The Charlottesville City Council narrowly voted this month to remove a nearly century-old statue of Confederate Gen. Robert E. Lee from an eponymous city park.
This was predictably met with a geyser of outrage. Commenters have excoriated the decision as a naked maneuver to rewrite history, militate against Southern heritage and unfairly malign an honorable and God-fearing military genius and patriot who never defended slavery but instead was only standing up for American principles of states’ rights, liberty and self-government.
The City Council made the right move. Regardless of his position on slavery, the Civil War-era career of Lee nevertheless amounts to the constitutional definition of treason. And no right-minded government within the United States should lionize a traitor.
After all, a monument placed in a public city park is expressive conduct by that city government — the “small government” local representative of The People. To paraphrase the Supreme Court in Pleasant Grove City, Utah, et al. v. Summum and Walker v. Texas Div., Sons of Confederate Veterans, Inc., public monuments are meant to convey and have the effect of conveying a government message, an official endorsement.
The particular statue in Charlottesville does not function as a simple reminder or acknowledgment of the history of the commonwealth of Virginia or the Confederacy. The aesthetics of the statue — which place Lee in a lofty position above the viewer and, through the design of the base on which the equestrian figure sits, associate him with the time-honored patriotic symbol of the eagle — express a glorification of Lee as a symbol of American values. It is a clear statement that the city government approves of Lee, not just acknowledges his existence.
Lee was a military officer of exceptional genius, charisma and temperament. It is true that he was no “fire-eater” when it came to defending slavery.
As an officer in the U.S. Army since 1829, Lee had solemnly sworn to “bear true allegiance to the United States of America, and to serve them honestly and faithfully, against all their enemies or opposers whatsoever, and to observe and obey the orders of the President of the United States of America, and the orders of the officers appointed over [him].”
The Confederacy’s justification for secession, no matter what pretext — slavery or the extremely dubious case of tariffs, etc. — cannot be compared with the American Revolution. The pre-1776 American colonists had no representation in Parliament. The Confederate states had always had not only ample but also excessive representation because of the three-fifths compromise. The South had nearly always controlled the presidency, the legislature and the judiciary. By 1860, there had been eight Southern presidents and only seven Northern ones, several of whom, such as Franklin Pierce, Millard Fillmore and James Buchanan, did not substantively speak against or lift a finger to oppose slavery.

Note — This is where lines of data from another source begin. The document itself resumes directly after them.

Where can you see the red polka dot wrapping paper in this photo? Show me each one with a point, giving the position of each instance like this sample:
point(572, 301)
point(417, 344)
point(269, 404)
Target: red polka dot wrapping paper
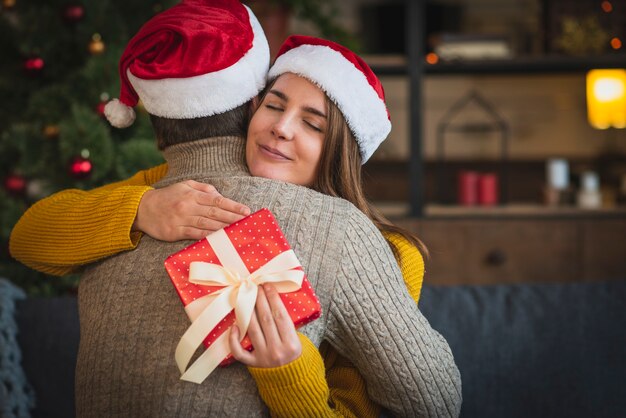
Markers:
point(257, 239)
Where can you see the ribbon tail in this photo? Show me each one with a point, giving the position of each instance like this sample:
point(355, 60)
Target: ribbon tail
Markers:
point(200, 328)
point(208, 361)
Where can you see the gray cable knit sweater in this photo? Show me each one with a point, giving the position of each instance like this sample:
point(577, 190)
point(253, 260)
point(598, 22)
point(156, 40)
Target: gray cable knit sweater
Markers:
point(131, 317)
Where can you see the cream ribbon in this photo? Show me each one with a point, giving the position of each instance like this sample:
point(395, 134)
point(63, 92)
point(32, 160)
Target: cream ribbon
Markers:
point(239, 292)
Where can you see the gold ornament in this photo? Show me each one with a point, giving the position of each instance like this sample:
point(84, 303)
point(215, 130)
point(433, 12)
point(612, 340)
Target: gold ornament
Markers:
point(8, 4)
point(51, 131)
point(96, 46)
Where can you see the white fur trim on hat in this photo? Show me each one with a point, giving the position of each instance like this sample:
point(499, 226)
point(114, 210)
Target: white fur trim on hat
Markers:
point(364, 111)
point(212, 93)
point(118, 114)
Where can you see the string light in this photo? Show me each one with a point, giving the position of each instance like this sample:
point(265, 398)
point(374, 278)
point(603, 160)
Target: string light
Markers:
point(616, 43)
point(432, 58)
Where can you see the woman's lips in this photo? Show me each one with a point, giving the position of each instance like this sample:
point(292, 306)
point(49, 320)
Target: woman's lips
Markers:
point(273, 153)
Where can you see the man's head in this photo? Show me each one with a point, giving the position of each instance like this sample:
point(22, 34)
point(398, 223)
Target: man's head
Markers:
point(197, 59)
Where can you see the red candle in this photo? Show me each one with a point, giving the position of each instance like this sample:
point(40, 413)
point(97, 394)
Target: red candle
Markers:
point(488, 189)
point(468, 188)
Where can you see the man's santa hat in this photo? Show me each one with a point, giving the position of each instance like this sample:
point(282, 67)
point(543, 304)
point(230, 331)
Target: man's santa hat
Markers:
point(198, 58)
point(346, 79)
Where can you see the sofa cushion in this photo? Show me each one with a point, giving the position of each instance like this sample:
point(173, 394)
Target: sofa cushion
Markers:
point(535, 350)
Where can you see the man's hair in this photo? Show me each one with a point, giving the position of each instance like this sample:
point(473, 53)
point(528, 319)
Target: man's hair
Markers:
point(177, 131)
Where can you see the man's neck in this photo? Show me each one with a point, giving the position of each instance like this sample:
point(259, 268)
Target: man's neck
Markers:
point(216, 156)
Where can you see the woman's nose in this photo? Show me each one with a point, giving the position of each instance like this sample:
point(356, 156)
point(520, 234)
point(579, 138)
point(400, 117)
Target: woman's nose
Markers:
point(283, 128)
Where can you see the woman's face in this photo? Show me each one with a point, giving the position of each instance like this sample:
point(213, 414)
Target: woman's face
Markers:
point(287, 131)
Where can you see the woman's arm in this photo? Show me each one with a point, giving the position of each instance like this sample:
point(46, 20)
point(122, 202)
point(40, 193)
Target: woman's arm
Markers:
point(74, 227)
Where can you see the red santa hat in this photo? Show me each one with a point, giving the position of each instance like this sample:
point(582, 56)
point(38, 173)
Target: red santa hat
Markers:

There can be no doubt: The Confederate states possessed status, clout and equitability of which the American colonists could only dream.
Any concept of a “War of Northern Aggression” is further rendered a fallacy when one considers that even months before Fort Sumter was fired upon, federal property such as the U.S. Mint in New Orleans and the post office in Charleston, S.C., were seized by local and state forces. The capture of a nation’s territory and assets has long been held as a justifiable crime of aggression — and provocation for war.
The Constitution’s silence on the subject of secession still leaves certain grounds for the act: e.g., with a constitutional amendment and with the inherent “right of revolution” referred to in the Declaration of Independence (but not justifiable in the case of 1861, given the previously noted and long-established Southern influence in the federal government).
Even if secession in Virginia’s case had been justifiable, Lee would have been on solid ground to protect the people of his state and conduct a defensive war. However, as soon as he accepted the command position of the Confederacy’s “Department of South Carolina, Georgia and Florida,” he was effectually fighting an aggressive war against the United States.
Regardless of Lee’s position on slavery, any community preserving transparently worshipful and unqualified statues of him in public spaces is validating and celebrating a cause antithetical to the foundational American ideas of republicanism and popular sovereignty.